Bulk create searchable PDF from paper documents in Linux

Published

For some documents you have to retain the original in dead tree storage format. For most documents which arrive in the mail, however, a digital copy is just fine and there really isn't any need to retain the paper version, especially if your computer can store millions of them in the space needed for one paper binder.

To archive such documents one could now buy a scanner, maybe even an ADF office appliance which spits out a searchable PDF and all that and let the device collect dust for the next few months until another batch is processed. However, you can also achieve nearly the same result with your phone and a Linux desktop.

Step 1: Capture

Firstly you will need to actually digitize your documents, you can of course use any scanner for this but a phone can be the perfect device to quickly capture dozens of documents, often vastly faster than with a flatbed scanner optimized for photos.

I personally am using the Scanbox to do this but any contraption which can hold your phone or digital camera steady such as a tripod mounted at similar distance to the document should do the trick.
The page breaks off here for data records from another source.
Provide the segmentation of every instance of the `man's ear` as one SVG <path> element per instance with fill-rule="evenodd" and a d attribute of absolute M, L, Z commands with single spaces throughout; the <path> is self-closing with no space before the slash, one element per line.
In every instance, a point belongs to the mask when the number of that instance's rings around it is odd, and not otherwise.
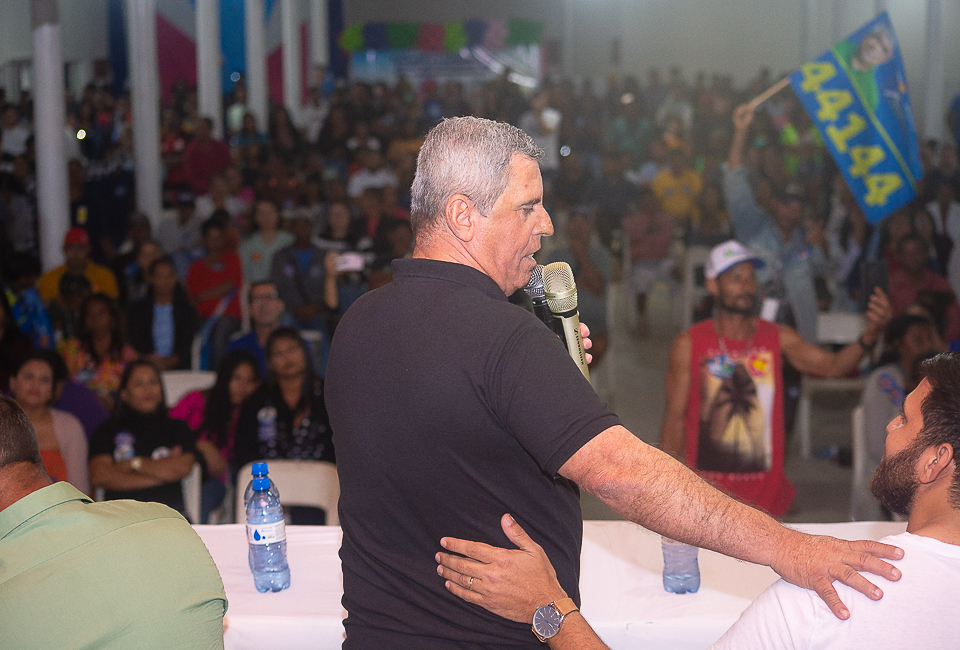
<path fill-rule="evenodd" d="M 947 469 L 952 460 L 953 445 L 948 442 L 923 452 L 920 456 L 920 483 L 926 485 L 933 483 L 941 476 L 950 476 L 956 471 L 956 467 L 952 470 Z"/>
<path fill-rule="evenodd" d="M 463 194 L 454 194 L 447 199 L 443 219 L 453 236 L 463 242 L 471 241 L 477 234 L 477 219 L 480 213 L 473 201 Z"/>

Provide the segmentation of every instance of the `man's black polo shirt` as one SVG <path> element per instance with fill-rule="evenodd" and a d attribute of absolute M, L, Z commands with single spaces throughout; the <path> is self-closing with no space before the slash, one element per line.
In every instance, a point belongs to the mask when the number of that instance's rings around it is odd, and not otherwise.
<path fill-rule="evenodd" d="M 434 555 L 444 536 L 512 548 L 509 512 L 579 603 L 579 491 L 557 471 L 619 420 L 488 276 L 421 259 L 393 270 L 347 311 L 327 366 L 344 648 L 540 647 L 529 624 L 444 589 Z"/>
Speed is the important factor in my solution, not accurately capturing 6pt legalese in the footer.

Step 2: Format

After capturing you might need to rotate your photos first to get the page into portrait mode. Watch out though that the generic image preview in Gnome might rotate on-the-fly from EXIF data and not tell you. If you were to OCR those files, you would not get any text from it. You can check if your files still need to be rotated by opening them in GIMP, which will ask you if you want to rotate. You can bulk-rotate according to the camera setting with:

mogrify -auto-orient *.jpg

If your camera orientation did not match your document orientation, you'll have to convert by hand, the latter will do so 90 degress clockwise:

mogrify -rotate 90 *.jpg

Step 3: Process

Now you are ready to convert your images to PDF with text in them, basically, all you need to do is to call hocr2pdf and tesseract, the rest of the script below is only concerned with naming things and cleaning up. Thus the packages tesseract-ocr-eng, imagemagick and exactimage should be all that's needed on Debian-based systems, it worked flawlessly for myself with Ubuntu 13.04. Essentially, it's a cruder version of Konrad Voelkel's solution.

#!/bin/bash

for f in *.jpg
do
    localname=$(basename "$f")
    filename="${localname%.*}"

    tesseract $f $filename -l eng hocr
    hocr2pdf -i $filename.jpg -s -o $filename.pdf < $filename.html

    rm $filename.html
    # I wouldn't do this, but you could...
    # rm $filename.jpg
done

​Et ​voilà, you have a searchable PDF which you can locate with the desktop search of your choice, for example Recoll.